Dorran stayed at the rear of the room, head down, shoulders bowed, and hands behind his back. They had an unspoken understanding. Ezra liked Clare. He didn’t like Dorran. He was afraid of Dorran, and fear could be dangerous. So Dorran sank into the darkest corner of the room, where he blended into the grey walls, forgotten. He was good at it. Clare guessed he’d learned to be inconspicuous at Winterbourne, where it would have been a survival mechanism used around his mother. Out of sight. Out of mind. Out of danger.

Clare stepped up to the glass and rested one hand on it.
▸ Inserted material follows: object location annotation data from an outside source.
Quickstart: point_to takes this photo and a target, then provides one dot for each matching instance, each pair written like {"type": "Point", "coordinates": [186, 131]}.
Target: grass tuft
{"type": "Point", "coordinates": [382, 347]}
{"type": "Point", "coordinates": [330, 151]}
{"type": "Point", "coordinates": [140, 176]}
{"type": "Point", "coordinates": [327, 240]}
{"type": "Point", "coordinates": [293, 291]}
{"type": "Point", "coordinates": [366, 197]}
She made her voice as gentle as she could manage, head lowered. “Ezra, this will be all right. You’re not a murderer. And… we don’t want to push you to that. You can step back and unlock the door. We’ll go straight away. You won’t ever have to worry about us again. I’m sorry for making you worry in the first place.”

He leaned back. His face had been handsome, but now, it was creased with deep lines as his expression twisted. Lips pulled up as though he were trying to smile, but Clare thought it was more of an attempt not to cry. “You’re nice. I’d hoped I would get one of the crazy prepper types. Someone who was a drain on society, so I could lead them straight up to the labs and not feel guilty about it. But you… you looked so relieved to be here. And sad. And scared. And I couldn’t do it.”

Clare didn’t like the turn the conversation was taking.

Ezra dug his fingers into his hair. A drip of saliva fell from the grimacing teeth. He took a shuddering breath and leaned back, wiping his sleeve over his chin. “I want you to know I’m not a bad person. Everything… all of it—everything—it was always to help people. My thanites would have saved millions of lives. If Aspect hadn’t put such an unrealistic deadline on my work, if I hadn’t been pushed as hard as I was, I could have been more careful. It never would have gotten out of the lab. It wasn’t my fault!”

He stood and began pacing. Clare didn’t know what to say. He seemed to want her to agree with him and to absolve him of blame. “I understand.”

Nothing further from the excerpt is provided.